Many things we have learned, grown with, taught in schools, taught by commercials and television, taught by movies, are social constructs. The idea that someone is a “real man” if they do X, Y, Z, is absurd, because that means that someone else is not a “real man.” The idea of a “real man” only does these specific things puts an unrealistic pressure on men to be perfect… fitting into societies standards no matter who they are or what they feel.

Often these ideas of “real men” come from society; perpetuated by people around us (family, friends, acquaintances, and strangers), and by television, and movies. So what are stereotypes we find in media.

  • The joker: The one that uses humor to get through every situation, even those that are hard and emotional.
  • The Jock: The one always willing to fight others when they think it’s necessary. Avoids being “soft.” Must be aggressive.
  • The strong silent type: This type reinforces men should always be in control and talking about feelings is seen as weak.
  • The big shot: The epitome of success and has the traits that society sees as valuable.
  • The action hero: Strong, often angry, aggressive, often violent.

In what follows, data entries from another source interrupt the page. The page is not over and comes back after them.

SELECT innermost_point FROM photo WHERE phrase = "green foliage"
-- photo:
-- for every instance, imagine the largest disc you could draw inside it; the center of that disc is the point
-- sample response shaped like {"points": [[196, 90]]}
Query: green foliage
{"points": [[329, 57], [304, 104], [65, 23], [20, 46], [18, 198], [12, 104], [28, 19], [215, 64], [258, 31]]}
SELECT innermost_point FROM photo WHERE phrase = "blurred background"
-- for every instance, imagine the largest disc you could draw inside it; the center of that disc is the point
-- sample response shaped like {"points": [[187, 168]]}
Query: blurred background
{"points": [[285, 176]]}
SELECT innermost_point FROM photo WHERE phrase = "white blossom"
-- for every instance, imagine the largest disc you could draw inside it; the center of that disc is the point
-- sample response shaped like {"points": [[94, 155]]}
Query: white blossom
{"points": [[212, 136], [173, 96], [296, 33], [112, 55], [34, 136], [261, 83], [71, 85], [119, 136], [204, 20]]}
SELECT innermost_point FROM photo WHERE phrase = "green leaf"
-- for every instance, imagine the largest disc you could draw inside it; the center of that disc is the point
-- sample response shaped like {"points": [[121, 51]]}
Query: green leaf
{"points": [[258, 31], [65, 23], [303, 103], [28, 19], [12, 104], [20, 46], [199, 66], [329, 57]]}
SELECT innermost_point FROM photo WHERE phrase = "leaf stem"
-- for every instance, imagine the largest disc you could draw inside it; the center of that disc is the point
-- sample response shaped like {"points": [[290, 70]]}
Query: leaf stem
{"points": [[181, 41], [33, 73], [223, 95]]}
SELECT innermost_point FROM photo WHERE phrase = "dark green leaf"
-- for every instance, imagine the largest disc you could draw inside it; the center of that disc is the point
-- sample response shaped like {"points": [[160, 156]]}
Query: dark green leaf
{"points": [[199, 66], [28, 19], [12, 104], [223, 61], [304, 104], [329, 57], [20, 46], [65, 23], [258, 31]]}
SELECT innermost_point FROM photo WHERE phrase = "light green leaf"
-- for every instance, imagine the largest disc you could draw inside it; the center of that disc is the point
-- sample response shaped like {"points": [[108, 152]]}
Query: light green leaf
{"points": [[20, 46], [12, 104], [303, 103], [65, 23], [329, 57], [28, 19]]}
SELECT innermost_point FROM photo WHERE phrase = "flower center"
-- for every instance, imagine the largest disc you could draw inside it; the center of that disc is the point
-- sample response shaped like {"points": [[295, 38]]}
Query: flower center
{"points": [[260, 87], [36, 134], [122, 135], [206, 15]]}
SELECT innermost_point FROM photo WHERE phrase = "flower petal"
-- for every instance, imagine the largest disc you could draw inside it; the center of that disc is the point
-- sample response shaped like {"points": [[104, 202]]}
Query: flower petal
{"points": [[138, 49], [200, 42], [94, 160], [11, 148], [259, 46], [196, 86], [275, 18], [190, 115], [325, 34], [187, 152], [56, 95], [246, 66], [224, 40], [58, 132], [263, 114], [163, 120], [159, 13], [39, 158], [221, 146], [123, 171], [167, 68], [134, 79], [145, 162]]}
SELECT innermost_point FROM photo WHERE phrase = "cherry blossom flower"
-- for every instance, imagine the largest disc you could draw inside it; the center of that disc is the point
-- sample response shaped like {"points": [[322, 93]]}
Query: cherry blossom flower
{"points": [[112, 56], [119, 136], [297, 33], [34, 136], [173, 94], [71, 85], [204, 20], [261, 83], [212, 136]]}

How are these stereotypes harmful?

Having stereotypes about what it means to be a man has a physical and mental toll on boys and men throughout society. Often it creates extreme situations where men overcompensate to fit the societal norm. Hyper-masculine men believe they must compete with other men, dominate feminine people and be aggressive, they’re more likely to be physically and emotionally abusive to partners.

Fighting these stereotypes for boys and men can change this psychological toll on our loved ones.

How can you help your boys feel comfortable to fight against stereotypes of “real men”?

  • Point out the stereotypes in media. When you point them out and the flaws in the stereotypes it’s easier for boys to move past the pressure to fit those roles.
  • Be an example and surround your boys with such examples. My husband is great at showing his emotions. He’s very communicative, loving, and caring and outwardly so. My son will see this daily. This also includes for us teaching them and surrounding them with more feminine men, cisgender, trans, non-binary and any other “man” across the spectrum.
  • Speak up against sexist jokes. Make sure it’s not seen as acceptable to make sexist jokes towards any gender or sex.
  • Do not tell your son to “stop crying.” If your son is upset help him work through the emotions and teach him the tools to understand them, express them, and regulate them. Just stopping behavior that is their first response in sadness or anger teaches them that their intuition to express those emotions is wrong. It is not wrong ever for them to express their emotions productively.